China's BTR New Material Group launched a $478 million factory in
2024 that will make anode materials for EV batteries and create
around 8,000 jobs, while a solar panel factory unveiled in 2025 by
LONGi has an annual capacity of 1.6 gigawatts.
“It’s a whole-systems change,” said Dinita Setyawati, an energy
analyst focused on Southeast Asia at the think tank Ember. She noted
this meant a country could buy solar panels from China and charge
their Chinese-built electric cars with clean electricity.
These projects are deployed quickly, which is crucial for
Indonesia’s five-year political cycles, even if Western investors
offer more safeguards. POWERCHINA built a 100-megawatt solar park in
just seven months in 2024.
“If a U.S. company takes four years to do a feasibility study,
Chinese companies will already have invested by then,” Adhiguna
said.
But Chinese investments often have come with high environmental
costs.
Most of Indonesia’s nickel mines, for instance, are Chinese-owned.
The country has the biggest reserves of the mineral needed to build
EV batteries and the mines rely on captive coal-fired power plants,
built on-site to supply electricity.
A 2024 study by the Centre for Research on Energy and Clean Air on
the impact of nickel mining in three Indonesian provinces found
pollution from smelters and the coal-fired power plants would cost
the economy $2.6 billion in 2025, rising to $3.4 billion by 2030,
while resulting in more than 3,800 deaths in 2025 and nearly 5,000
by 2030.

US gas could lock Indonesia into fossil fuels
Indonesia’s energy minister, Bahlil Lahadalia, said in April it
would boost LNG imports from the U.S. by around $10 billion as part
of tariff negotiations. LNG is natural gas cooled to liquid for
storage and transport, burning cleaner than coal but still emitting
greenhouse gases.
The risk is that the gas deals could further entrench Indonesia’s
reliance on fossil fuels. Committing to long-term deals risks
leaving countries stuck with outdated infrastructure, even as the
world moves quickly toward cheaper, faster-to-deploy solar and wind
power, analysts said.
Indonesia could risk falling behind in the clean energy transition
and miss out on investment opportunities, such as data centers
seeking renewable energy in Southeast Asia, Setyawati said.
“And once they realize it, it might be too late,” she said.
Meanwhile, Indonesia remains deeply tied to coal.

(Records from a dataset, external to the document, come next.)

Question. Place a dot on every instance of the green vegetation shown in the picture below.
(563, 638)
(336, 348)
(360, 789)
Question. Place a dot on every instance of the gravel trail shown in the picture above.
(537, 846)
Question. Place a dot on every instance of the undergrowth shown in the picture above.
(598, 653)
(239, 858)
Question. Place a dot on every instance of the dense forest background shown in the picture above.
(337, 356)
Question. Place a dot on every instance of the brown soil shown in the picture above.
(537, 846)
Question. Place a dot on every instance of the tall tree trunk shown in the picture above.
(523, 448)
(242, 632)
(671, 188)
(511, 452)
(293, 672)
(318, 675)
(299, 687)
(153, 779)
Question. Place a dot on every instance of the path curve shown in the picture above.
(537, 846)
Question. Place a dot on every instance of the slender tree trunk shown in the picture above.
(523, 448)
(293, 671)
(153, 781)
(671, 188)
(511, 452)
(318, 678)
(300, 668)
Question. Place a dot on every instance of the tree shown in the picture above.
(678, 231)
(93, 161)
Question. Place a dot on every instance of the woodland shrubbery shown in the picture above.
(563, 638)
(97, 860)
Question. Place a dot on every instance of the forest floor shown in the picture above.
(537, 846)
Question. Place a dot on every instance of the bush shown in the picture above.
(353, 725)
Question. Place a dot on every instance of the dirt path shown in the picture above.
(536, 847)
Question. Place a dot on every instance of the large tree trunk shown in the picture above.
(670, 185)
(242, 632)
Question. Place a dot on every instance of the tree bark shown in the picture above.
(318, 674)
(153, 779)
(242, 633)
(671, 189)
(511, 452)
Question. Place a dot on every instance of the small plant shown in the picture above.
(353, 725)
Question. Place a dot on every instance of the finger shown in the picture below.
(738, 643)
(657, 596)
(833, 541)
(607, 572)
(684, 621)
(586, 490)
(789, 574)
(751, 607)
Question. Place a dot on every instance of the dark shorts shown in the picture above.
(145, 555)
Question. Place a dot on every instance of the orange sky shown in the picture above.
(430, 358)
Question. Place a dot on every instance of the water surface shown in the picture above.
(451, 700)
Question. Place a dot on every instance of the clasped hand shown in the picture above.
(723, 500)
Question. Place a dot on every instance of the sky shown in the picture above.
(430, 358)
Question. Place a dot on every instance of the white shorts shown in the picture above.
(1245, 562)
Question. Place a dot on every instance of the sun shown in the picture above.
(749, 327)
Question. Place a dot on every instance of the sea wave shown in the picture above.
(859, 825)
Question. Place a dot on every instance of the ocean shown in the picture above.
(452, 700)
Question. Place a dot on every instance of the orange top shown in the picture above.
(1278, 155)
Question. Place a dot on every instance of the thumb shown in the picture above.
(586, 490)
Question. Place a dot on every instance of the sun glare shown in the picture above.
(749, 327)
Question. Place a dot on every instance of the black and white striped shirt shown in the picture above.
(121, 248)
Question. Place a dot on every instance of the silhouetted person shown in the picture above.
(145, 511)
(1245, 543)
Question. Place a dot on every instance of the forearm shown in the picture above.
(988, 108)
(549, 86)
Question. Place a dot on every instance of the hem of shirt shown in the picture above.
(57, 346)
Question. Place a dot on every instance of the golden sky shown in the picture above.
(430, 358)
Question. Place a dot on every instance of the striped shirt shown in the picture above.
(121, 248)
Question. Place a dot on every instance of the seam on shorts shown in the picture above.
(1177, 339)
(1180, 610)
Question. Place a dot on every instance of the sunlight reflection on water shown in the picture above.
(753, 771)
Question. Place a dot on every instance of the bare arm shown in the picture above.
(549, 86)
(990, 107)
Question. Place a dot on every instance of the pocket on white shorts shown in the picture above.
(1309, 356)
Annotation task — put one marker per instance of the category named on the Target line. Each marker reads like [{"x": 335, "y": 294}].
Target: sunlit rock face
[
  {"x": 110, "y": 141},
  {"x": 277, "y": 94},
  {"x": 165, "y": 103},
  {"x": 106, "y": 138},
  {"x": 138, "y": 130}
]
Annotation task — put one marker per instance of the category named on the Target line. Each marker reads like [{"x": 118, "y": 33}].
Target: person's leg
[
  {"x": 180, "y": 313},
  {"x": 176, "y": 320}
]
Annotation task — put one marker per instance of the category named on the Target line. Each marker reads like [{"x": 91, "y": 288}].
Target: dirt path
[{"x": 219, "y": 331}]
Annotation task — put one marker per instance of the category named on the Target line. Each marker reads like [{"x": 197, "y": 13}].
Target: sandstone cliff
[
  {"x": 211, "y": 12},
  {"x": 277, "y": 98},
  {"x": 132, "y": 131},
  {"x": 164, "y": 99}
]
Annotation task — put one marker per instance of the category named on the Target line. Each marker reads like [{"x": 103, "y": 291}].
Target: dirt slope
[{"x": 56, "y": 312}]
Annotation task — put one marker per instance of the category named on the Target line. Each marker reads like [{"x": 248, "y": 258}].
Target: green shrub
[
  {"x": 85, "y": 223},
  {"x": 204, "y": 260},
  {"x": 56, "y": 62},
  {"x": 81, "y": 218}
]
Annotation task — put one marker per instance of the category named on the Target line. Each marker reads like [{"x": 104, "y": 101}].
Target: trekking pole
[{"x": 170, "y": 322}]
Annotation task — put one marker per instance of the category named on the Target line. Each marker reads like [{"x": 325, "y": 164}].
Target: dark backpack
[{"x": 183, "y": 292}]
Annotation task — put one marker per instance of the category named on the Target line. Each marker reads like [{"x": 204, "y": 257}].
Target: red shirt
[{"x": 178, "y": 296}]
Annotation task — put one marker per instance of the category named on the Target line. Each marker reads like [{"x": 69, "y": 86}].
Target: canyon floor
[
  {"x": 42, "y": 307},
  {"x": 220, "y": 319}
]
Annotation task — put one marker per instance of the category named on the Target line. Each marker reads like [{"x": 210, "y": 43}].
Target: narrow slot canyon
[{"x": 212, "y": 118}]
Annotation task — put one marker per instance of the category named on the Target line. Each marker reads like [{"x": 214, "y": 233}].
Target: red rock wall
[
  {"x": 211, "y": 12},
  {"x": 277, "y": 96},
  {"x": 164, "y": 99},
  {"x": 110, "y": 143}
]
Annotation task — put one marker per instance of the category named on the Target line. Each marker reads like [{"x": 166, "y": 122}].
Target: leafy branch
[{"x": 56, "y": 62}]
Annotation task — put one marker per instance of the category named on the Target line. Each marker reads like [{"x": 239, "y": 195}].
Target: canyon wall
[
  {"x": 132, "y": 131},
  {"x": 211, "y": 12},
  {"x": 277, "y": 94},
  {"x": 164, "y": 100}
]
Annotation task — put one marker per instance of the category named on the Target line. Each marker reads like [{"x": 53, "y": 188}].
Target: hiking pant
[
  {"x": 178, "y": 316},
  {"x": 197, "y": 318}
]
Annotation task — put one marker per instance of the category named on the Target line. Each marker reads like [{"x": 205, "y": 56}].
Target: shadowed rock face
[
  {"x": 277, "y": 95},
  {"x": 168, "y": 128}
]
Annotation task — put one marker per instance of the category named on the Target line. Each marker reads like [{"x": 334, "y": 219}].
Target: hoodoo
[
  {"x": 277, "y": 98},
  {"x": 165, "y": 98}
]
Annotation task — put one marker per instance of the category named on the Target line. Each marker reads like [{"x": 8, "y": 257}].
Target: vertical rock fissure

It was the only
country to propose building new coal plants and had the
third-highest amount of coal capacity globally in 2024. About 80% of
the 1.9 gigawatts of coal capacity Indonesia built was for the
captive coal plants for smelters processing minerals like nickel and
cobalt for electric vehicles, according to a report by U.S.-based
nonprofit Global Energy Monitor.
“The Indonesian government needs to realize that this is where the
world is heading, like it or not,” Setyawati said.